One thing I've noticed that's different from Western European/North American countries here is that people's names have immediately obvious meanings. For example, there are people named things like Honor and Beauty (Masami), A Thousand Pictures of Beauty (Chiemi), A Thousand Springs (Chiharu), Second Son (Jiro), Summer's Child (Natsuko), Courage (Yuuki), Great Protector (Daisuke) and so on. Last names include Mountaintop (Yamasaki), Base of the Mountain (Yamamoto), Pond and Rice Field (Ikeda), Bamboo Field (Takeda), Main Rice Field (Honda), Eastern Mountain (Higashiyama), Western Village (Nishimura), and so on. These mostly came about the same way English family name for commoners did. As you can see, they picked some nearby notable geological feature or landmark. I just find it interesting because if you tried to do something similar in America, most people would think the name was ridiculous (with a few notable exceptions, like "Autumn"), even most of our names do have meaning, just not in English.

Random thoughts.
Current Mood: apatheticapathetic
Current Music: None
meadowyravinemeadowyravine on December 15th, 2009 04:21 pm (UTC)
Wow, that sounds like an awesome party! That's so cool that you're getting to experience so much variety of life in japan, it sounds so interesting.

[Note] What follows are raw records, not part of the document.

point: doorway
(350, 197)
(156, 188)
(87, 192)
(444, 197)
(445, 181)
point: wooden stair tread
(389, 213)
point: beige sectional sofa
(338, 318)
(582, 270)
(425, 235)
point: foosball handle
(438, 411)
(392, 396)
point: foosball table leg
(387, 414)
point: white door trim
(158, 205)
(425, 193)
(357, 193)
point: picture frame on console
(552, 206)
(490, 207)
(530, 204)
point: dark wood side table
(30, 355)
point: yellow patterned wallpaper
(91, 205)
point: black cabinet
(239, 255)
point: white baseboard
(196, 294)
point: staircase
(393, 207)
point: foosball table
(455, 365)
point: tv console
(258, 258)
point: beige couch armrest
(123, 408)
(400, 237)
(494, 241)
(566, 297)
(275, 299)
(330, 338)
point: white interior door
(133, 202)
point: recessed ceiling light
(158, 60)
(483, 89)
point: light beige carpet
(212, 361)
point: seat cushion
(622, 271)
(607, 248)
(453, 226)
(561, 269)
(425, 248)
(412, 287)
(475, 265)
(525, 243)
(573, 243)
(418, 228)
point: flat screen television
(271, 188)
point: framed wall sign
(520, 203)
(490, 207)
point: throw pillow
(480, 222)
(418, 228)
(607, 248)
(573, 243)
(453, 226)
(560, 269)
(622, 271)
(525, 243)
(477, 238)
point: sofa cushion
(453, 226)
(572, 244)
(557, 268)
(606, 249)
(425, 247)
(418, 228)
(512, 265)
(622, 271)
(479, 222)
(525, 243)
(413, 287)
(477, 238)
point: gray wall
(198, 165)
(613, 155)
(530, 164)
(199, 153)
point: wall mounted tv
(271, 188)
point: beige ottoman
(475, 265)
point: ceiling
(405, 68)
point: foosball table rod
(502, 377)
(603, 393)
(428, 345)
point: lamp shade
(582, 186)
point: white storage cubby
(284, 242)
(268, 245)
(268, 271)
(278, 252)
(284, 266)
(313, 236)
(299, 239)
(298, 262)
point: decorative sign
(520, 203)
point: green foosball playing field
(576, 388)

Those names sound so pretty, and that is interesting that they have a different naming convention. Do they pun on people's names a lot the way we do when people have names with meaning in English?
dorchadasdorchadas on December 16th, 2009 04:11 am (UTC)
All the time, in media. Two examples that spring to mind:

1) The Japanese title of Speed Racer is "Mach 5 Go Go Go." Go is the main character's name (well, Gou, with a long o), Go is the Japanese word for 5, and there's also the English meaning.

2) The main character of Bleach is named 一護 (Ichigo), which they give as meaning "one who protects." However, he has bright red hair, and the most immediately obviously way to write "Ichigo" is 苺, which means "strawberry."